‘Enemies’ despair prompts killings of Iranian scientists’

Assassinations of Iranian nuclear scientists reflect the enemies’ desperation in their attempts to halt Iran’s scientific and technological progress.”

Hezbollah’s representative in Iran Abdullah Safi al-Din

Hezbollah’s representative in Iran Abdullah Safi al-Din describes the assassinations of Iranian nuclear scientists as a sign of the enemies’ “desperation and weakness” in their efforts to impede Iran’s scientific and technological progress.

Speaking at a ceremony in Iran’s northeastern city of Mashhad on Tuesday, Safi al-Din said the enemies of the Islamic Republic of Iran and the arrogant powers, unable to confront Iran militarily, resort to targeted killings of Iranian scientists in their attempts to halt the scientific advancement of the Iranian nation.

He added that such conspiracies, like earlier plots, are doomed to fail and they will not get the bullying powers anywhere.

On July 23, 2011 unidentified gunmen killed Iranian nuclear scientist Darioush Rezaeinejad outside his house in Tehran.

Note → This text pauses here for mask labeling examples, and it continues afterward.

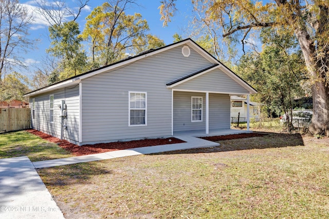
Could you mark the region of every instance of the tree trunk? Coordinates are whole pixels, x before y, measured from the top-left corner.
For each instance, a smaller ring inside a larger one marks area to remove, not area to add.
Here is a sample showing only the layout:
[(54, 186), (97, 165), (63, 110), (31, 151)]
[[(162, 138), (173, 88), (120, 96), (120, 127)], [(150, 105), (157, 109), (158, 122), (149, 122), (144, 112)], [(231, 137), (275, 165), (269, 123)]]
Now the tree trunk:
[(313, 116), (309, 127), (311, 134), (329, 136), (329, 87), (325, 75), (319, 73), (316, 65), (316, 48), (305, 31), (295, 29), (295, 34), (303, 52), (305, 64), (313, 78)]
[(329, 88), (325, 82), (316, 82), (312, 86), (312, 92), (313, 117), (309, 132), (329, 136)]

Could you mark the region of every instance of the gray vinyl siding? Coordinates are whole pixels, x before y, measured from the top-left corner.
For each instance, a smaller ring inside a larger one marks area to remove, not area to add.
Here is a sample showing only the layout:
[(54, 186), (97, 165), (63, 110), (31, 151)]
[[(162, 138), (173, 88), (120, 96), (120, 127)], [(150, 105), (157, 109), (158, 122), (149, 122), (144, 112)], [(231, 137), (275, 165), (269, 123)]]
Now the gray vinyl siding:
[[(83, 80), (83, 144), (171, 135), (166, 84), (211, 65), (192, 49), (184, 57), (182, 47)], [(129, 91), (147, 92), (147, 126), (129, 126)]]
[(246, 89), (219, 69), (206, 73), (174, 88), (226, 93), (249, 93)]
[[(191, 98), (202, 96), (202, 122), (192, 122)], [(174, 131), (206, 130), (206, 95), (204, 93), (174, 92)]]
[(228, 94), (209, 94), (209, 130), (230, 128)]
[[(49, 95), (51, 94), (54, 95), (53, 123), (50, 123), (49, 118)], [(64, 139), (75, 144), (79, 142), (79, 85), (31, 96), (30, 104), (33, 98), (35, 100), (35, 118), (31, 120), (33, 129), (60, 138), (61, 118), (60, 117), (61, 110), (58, 105), (62, 100), (64, 100), (67, 106), (67, 117), (66, 120), (67, 128), (64, 131)]]

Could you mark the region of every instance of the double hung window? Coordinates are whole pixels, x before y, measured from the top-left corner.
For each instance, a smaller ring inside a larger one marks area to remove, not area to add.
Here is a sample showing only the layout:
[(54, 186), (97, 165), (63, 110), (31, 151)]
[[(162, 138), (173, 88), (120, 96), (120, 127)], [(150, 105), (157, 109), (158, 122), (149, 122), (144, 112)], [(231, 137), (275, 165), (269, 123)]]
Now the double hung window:
[(192, 122), (202, 122), (202, 97), (192, 97)]
[(35, 99), (32, 99), (32, 118), (35, 118)]
[(147, 124), (147, 93), (129, 92), (129, 126), (146, 126)]

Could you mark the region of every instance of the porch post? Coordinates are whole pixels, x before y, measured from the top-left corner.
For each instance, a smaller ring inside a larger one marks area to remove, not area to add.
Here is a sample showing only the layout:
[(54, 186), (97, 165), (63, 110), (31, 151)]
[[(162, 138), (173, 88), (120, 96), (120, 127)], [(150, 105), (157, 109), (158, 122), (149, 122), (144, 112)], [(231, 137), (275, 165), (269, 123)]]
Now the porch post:
[(206, 93), (206, 134), (209, 133), (209, 92)]
[(250, 125), (250, 96), (249, 94), (247, 95), (247, 130), (249, 131), (249, 125)]
[(171, 135), (174, 135), (174, 90), (171, 89)]

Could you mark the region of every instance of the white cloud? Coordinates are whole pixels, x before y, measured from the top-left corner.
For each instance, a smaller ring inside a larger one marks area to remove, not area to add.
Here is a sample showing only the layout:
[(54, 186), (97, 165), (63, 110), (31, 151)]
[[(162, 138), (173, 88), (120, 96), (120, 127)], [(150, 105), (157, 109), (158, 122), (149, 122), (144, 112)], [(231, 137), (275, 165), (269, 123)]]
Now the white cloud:
[(24, 65), (26, 66), (30, 66), (33, 64), (40, 63), (40, 62), (33, 59), (33, 58), (26, 58), (24, 60)]
[(88, 5), (86, 5), (85, 7), (83, 7), (83, 8), (82, 9), (82, 10), (83, 11), (85, 11), (87, 12), (89, 12), (89, 11), (92, 11), (92, 8), (90, 8), (90, 7)]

Rezaeinejad and his wife were on their way to their child’s kindergarten when they were approached by two men on a motorbike. The gunmen called him by name and shot Rezaeinejad, 35, in the neck when he turned around.

Rezaeinejad was not the first Iranian nuclear scientist targeted by a terrorist attack.

Mostafa Ahmadi Roshan was targeted on January 11, when an unknown motorcyclist attached a magnetic bomb to his car near a college building of the Allameh Tabatabaei University in northern Tehran.

He was immediately killed and his driver, who sustained serious injuries, died a few hours later in hospital.

In November, 2010, Majid Shahriari, another scientist, was killed in a terrorist attack and Dr. Fereydoun Abbasi, the current head of the Atomic Energy Organization of Iran, was injured in an assassination attempt.

Professor Masoud Ali-Mohammadi, another scholar at Tehran University, was also assassinated by a booby-trapped motorbike in the Iranian capital in January 2010.